Amerika Birleşik Devletleri’nin (ABD) 46’ncı Başkanı Joe Biden’ın seçim sonucunu resmiyete kavuşturacak Kongre oturumu Donald Trump’ın destekçilerine tarafından basıldı. Kongre binasının 200 yıl sonra bir kez daha saldırıya uğramasını ve ardından yaşanan gelişmeleri gazeteci-yazar Hüseyin Aykol değerlendirdi.

Trump’ın bazı Cumhuriyetçi senatörlerden “kimi yerlerde hile yapıldığını ve buralarda yeniden oylama yapılmasını istemesini” beklediğini hatırlatan Aykol, “Bu da muhtemelen Kongre’de reddedilecekti. Kongre’de böyle kısa süreli bir tartışmanın yaşanması beklenirken, Trump’ın kendi yandaşlarını kongre binasının önüne çağırması, bir kısmının binanın içine girmesi, Amerika’nın 200 yıl görmediği bir şeydi. ABD’de gerçekten ilk defa böyle bir şekilde Kongre binasını basıldı” dedi.

KENDİ PATİSİNE ZARAR VEREN TRUMP

Seçmenlerin sağcı olduğunu belirten Aykol, “Bizde ülkü ocaklarına benzer birtakım örgütlenmelerin başını çektiği bir mitingdi. Gelinen noktada Trump zaten ikinci bir defa seçilememiş olmasının nedenlerinden biri ABD’deki müesses nizamı zorlayan bir insandı. Esasen şu ana kadar yapmaya çalıştığı şey sadece kendisinin kaybetmesini hazmedememek değil ikinci dönemde ‘aslında biz seçimleri kazanmıştık ama karşımızda bizi engelleyen oldu yoksa gelecek seçimlerde mutlaka biz kazanacağız’ şeklinde Cumhuriyetçi Parti taraftarlarına bir nevi moral vermekti. Ama gelinen noktada Cumhuriyetçi Parti sadece müesses nizama ve ABD devletine değil kendi partilerine de zarar vermiş bir Trump görüyorlar” diye konuştu.

TRUMP’IN SON BARUTU

Trump’ın hakkında başta yolsuzluk olmak üzere birçok davanın olduğunu anımsatan Aykol, ikinci dönem seçilmediğinde başına neler gelebileceğini Trump’ın iyi bildiğini belirtti. Aykol, şöyle devam etti: “Trump bu davalardan kaçabilmek için ne olursa olsun ikinci dönemde başkanlık yapmak istiyordu.  O nedenle şimdiye kadar başvurulmayan kendi döneminde de başvurulmayan şekilde yönetmişti ABD’yi. Şimdi de bu şekilde gitmemek için direniyor. Sanıyorum bu son baruttur. Yapabileceği son hareketti. Çünkü başkanlık seçimlerinde ikinci seçmen denilen delegeler başkanı belirliyor. Bu anlamda zaten Aralık ayıda bu toplantıyı yapılmıştı ve dün yapılacak kongrede usulen yapılacak bir toplantıydı. Burada artık Biden’in başkanlığının ilan edilmesi olacaktı en üst düzeyde.  Bundan sonra Trump’ın yapabileceği şey örneğin; şimdiye kadar Beyaz Saray’ı boşaltması gerekiyordu ama boşaltmadı. En fazla 20 Ocak’a kadar Beyaz Saray’da kalır.”

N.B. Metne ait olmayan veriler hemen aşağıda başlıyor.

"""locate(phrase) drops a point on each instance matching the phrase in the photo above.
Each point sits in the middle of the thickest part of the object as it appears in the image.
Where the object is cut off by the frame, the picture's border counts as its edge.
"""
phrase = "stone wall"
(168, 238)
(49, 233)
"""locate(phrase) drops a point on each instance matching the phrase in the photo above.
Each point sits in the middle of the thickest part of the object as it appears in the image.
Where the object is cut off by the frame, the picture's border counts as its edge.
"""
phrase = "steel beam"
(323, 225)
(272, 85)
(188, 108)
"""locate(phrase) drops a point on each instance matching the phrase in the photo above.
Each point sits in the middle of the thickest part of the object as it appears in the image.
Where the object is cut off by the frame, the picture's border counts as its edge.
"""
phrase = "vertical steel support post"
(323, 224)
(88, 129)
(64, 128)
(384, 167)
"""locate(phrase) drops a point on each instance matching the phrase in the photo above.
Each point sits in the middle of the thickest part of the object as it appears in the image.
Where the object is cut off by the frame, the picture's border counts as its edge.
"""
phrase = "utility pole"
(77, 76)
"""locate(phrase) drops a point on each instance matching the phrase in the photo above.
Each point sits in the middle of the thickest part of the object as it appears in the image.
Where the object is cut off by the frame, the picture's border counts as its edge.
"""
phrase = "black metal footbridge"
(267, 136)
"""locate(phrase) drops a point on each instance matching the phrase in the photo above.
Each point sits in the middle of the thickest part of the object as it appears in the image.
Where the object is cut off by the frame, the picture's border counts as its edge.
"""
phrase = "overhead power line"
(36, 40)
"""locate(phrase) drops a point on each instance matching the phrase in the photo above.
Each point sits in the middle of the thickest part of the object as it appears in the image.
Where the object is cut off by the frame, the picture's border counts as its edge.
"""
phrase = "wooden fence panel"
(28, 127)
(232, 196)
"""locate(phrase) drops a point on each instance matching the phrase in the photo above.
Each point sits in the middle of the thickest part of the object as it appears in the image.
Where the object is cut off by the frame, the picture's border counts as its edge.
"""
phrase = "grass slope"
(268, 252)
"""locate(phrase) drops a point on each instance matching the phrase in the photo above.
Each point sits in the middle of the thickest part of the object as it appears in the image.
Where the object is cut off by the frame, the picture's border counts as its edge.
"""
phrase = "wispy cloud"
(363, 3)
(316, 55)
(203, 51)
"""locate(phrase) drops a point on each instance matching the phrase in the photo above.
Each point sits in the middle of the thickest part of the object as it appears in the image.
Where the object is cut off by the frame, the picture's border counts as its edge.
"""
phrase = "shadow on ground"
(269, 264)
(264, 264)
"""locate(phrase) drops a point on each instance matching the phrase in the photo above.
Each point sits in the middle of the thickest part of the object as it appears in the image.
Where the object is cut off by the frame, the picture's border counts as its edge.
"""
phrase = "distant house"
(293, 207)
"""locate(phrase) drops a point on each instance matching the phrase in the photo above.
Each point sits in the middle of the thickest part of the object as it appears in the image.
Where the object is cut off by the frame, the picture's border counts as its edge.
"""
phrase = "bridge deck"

SENATONUN GÖREVDEN ALMA YETKİSİ VAR

Aykol, Trump’ın bu durumu daha da ileriye götürmek istemesi halinde senatonun Trump’ı görevden alma yetkisinin olduğunu vurgulayarak, “Ancak sanıyorum Trump kendisini bu duruma düşürmek istemez. Kendisini zor günlerin beklediğini biliyor ve bu şaşkınlıkla bu hamleyi yaptı” diye belirtti.

DÜNYAYI UYARAN ÖRNEK

ABD’de yaşanan bu durumun en önemli noktalarından birinin faşist eğilimli liderlerin iktidardan giderken neler yapabileceğini göstermesi olduğunu sözlerine ekleyen Aykol, “bu anlamda dünyayı uyaran bir örnekti” dedi.  Aykol, “Amerika’da Trump, Brezilya’da Bolsenaro, Macaristan’da Urban ve Polonya’daki yönetim gibi hatta çok yakınımızdaki buna benzer bir yönetim var. Böylesi yönetimlerin iktidardan giderken neler yapabileceğini neleri deneyebileceğine dair bir örnekti. Trump’ın iktidardan alınması da ona öykünen ve ondan güç alan liderlerin sonunun getirecek bir yaklaşım süreç olarak önemli” diye konuştu.